И.С.: Мне очень понравилась секция Александра Филиппова, которая была посвящена сугубо теоретическим проблемам социологии и в которой, наряду с маститыми учеными, очень удачно выступили студенты и аспиранты Центра фундаментальной социологии ИГИТИ ГУ–ВШЭ. Эта секция, по-моему, сама по себе стала позитивным ответом на вопрос о возможности теоретической социологии в современной России.

Понравился и круглый стол Валерия Анашвили, посвященный гуманитарному книгоизданию в России. Наши интеллектуальные издательства и соответствующие книжные магазины возглавляют очень образованные и остроумные люди.

РЖ: Как вы оцениваете состояние современных социальных и гуманитарных наук?

И.С.: В целом состояние бедственное, государственные расходы на них составляют 2,3% на социальные и 1,3% на гуманитарные науки от всех расходов на научные исследования и разработки, поэтому нет особых оснований надеяться на их развитие, тем более сейчас – в ситуации кризиса. Кроме того, существует множество содержательных, структурных проблем (например, до 1990 года у нас вообще не было таких наук, как социология, политология, культурная антропология). И прошедший симпозиум – попытка научного сообщества проанализировать ситуацию в «собственном доме».

РЖ: Если обобщить работу этих секций и вернуться к названию, выяснилось ли что-нибудь о путях России?

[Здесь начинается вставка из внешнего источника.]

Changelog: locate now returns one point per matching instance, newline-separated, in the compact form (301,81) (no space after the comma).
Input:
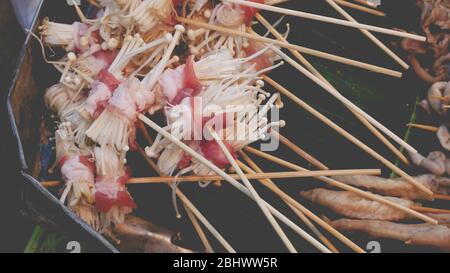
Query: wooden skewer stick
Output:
(366,3)
(253,192)
(344,100)
(192,208)
(326,19)
(347,135)
(335,183)
(275,2)
(233,182)
(199,230)
(307,212)
(305,50)
(313,70)
(441,197)
(360,8)
(425,127)
(255,169)
(369,35)
(430,210)
(271,175)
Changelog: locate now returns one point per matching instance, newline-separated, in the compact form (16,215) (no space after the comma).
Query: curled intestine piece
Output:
(435,97)
(353,206)
(412,234)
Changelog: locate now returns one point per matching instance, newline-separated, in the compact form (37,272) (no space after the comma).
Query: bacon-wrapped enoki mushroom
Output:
(152,15)
(231,110)
(354,206)
(187,80)
(66,103)
(78,170)
(398,187)
(115,126)
(73,37)
(224,14)
(109,80)
(112,199)
(412,234)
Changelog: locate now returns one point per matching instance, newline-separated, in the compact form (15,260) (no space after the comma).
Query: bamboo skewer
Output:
(305,50)
(255,169)
(365,3)
(326,19)
(233,182)
(191,207)
(311,68)
(201,234)
(430,210)
(343,186)
(344,100)
(441,197)
(253,192)
(425,127)
(270,175)
(360,8)
(275,2)
(369,35)
(347,135)
(305,211)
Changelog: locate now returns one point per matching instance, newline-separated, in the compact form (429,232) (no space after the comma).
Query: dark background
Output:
(389,100)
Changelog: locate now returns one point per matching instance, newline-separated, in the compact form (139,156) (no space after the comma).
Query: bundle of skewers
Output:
(201,66)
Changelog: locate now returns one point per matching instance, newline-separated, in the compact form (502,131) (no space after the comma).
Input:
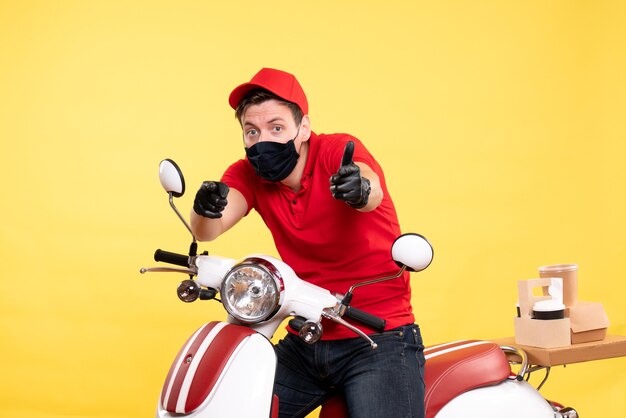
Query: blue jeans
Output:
(380,383)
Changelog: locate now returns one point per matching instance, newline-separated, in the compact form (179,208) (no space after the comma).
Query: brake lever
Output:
(333,317)
(167,270)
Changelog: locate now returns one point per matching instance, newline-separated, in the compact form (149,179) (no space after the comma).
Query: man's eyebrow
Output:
(274,120)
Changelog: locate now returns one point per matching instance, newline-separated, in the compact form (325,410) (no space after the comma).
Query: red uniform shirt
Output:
(326,241)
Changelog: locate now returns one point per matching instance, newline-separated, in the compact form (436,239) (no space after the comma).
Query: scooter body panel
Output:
(224,370)
(511,399)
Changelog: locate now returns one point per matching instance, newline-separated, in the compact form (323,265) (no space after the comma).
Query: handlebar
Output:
(171,258)
(365,318)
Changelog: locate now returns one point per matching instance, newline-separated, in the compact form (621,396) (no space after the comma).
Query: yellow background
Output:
(500,126)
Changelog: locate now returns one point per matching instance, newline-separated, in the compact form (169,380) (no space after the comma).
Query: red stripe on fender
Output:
(213,362)
(170,403)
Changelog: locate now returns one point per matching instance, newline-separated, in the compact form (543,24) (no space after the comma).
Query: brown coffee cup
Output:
(569,274)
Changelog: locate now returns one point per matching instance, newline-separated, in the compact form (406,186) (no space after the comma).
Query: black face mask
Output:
(273,161)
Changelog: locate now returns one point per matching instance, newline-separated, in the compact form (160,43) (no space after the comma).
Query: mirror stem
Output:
(181,217)
(348,297)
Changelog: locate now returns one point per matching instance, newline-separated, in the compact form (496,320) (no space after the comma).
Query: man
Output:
(325,201)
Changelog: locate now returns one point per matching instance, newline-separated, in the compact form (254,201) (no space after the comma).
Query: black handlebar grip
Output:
(172,258)
(363,317)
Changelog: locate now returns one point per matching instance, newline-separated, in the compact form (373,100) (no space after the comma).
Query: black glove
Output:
(210,199)
(347,184)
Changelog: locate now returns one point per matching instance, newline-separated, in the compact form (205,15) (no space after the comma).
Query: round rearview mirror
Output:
(171,178)
(413,251)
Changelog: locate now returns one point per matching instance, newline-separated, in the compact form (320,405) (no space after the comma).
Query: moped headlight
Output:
(251,291)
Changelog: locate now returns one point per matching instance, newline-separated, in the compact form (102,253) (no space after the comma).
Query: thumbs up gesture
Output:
(347,184)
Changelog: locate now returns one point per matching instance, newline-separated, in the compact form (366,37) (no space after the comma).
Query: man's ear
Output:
(305,128)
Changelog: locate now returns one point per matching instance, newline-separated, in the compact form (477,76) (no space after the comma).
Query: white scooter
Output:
(226,369)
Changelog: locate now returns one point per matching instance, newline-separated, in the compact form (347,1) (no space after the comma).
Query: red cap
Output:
(281,83)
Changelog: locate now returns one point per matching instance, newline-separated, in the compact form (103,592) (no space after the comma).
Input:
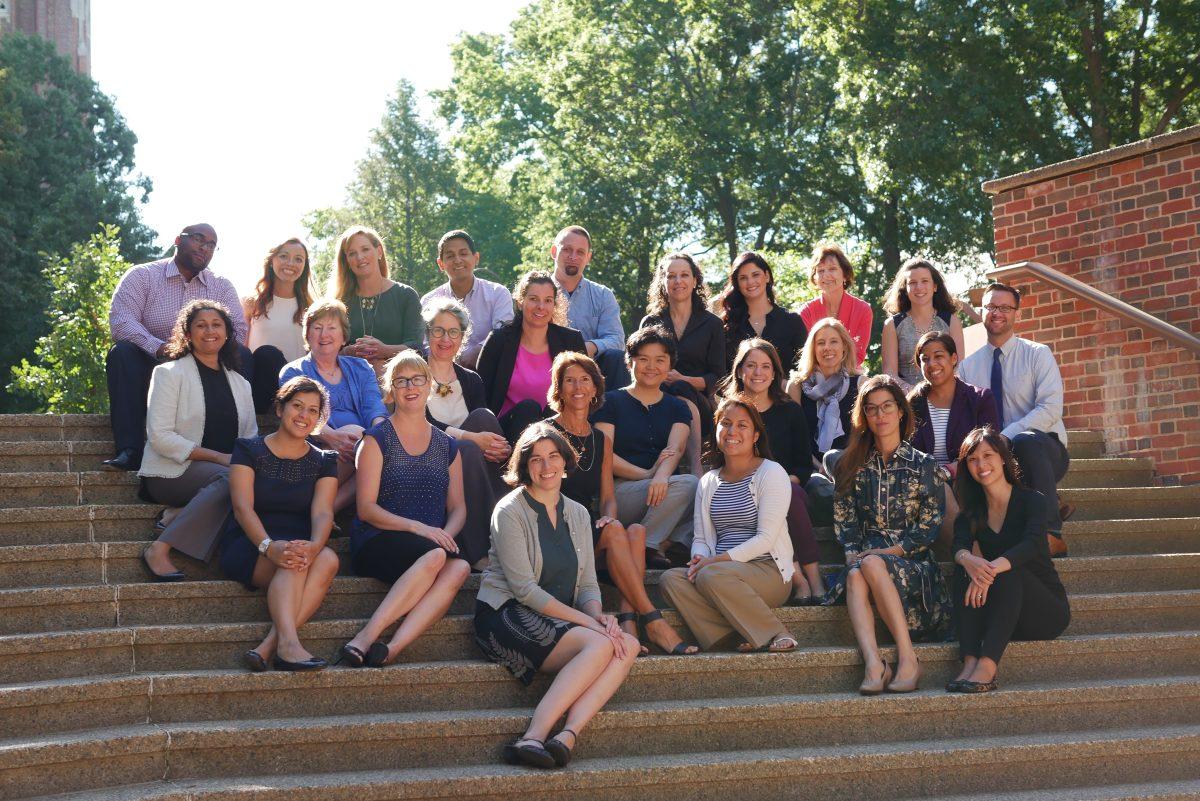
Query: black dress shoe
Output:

И.С.: К моему большому удовольствию, в тех секциях, где я была (пять из девяти), о путях России я ничего не услышала, что я считаю, важным положительным результатом этого симпозиума. Так же, к счастью, я ничего не услышала, о «тупиках», «развилках», «магистральных направлениях» и «обочинах», хотя в некоторых докладах на пленарном заседании такого рода метафорика еще присутствовала.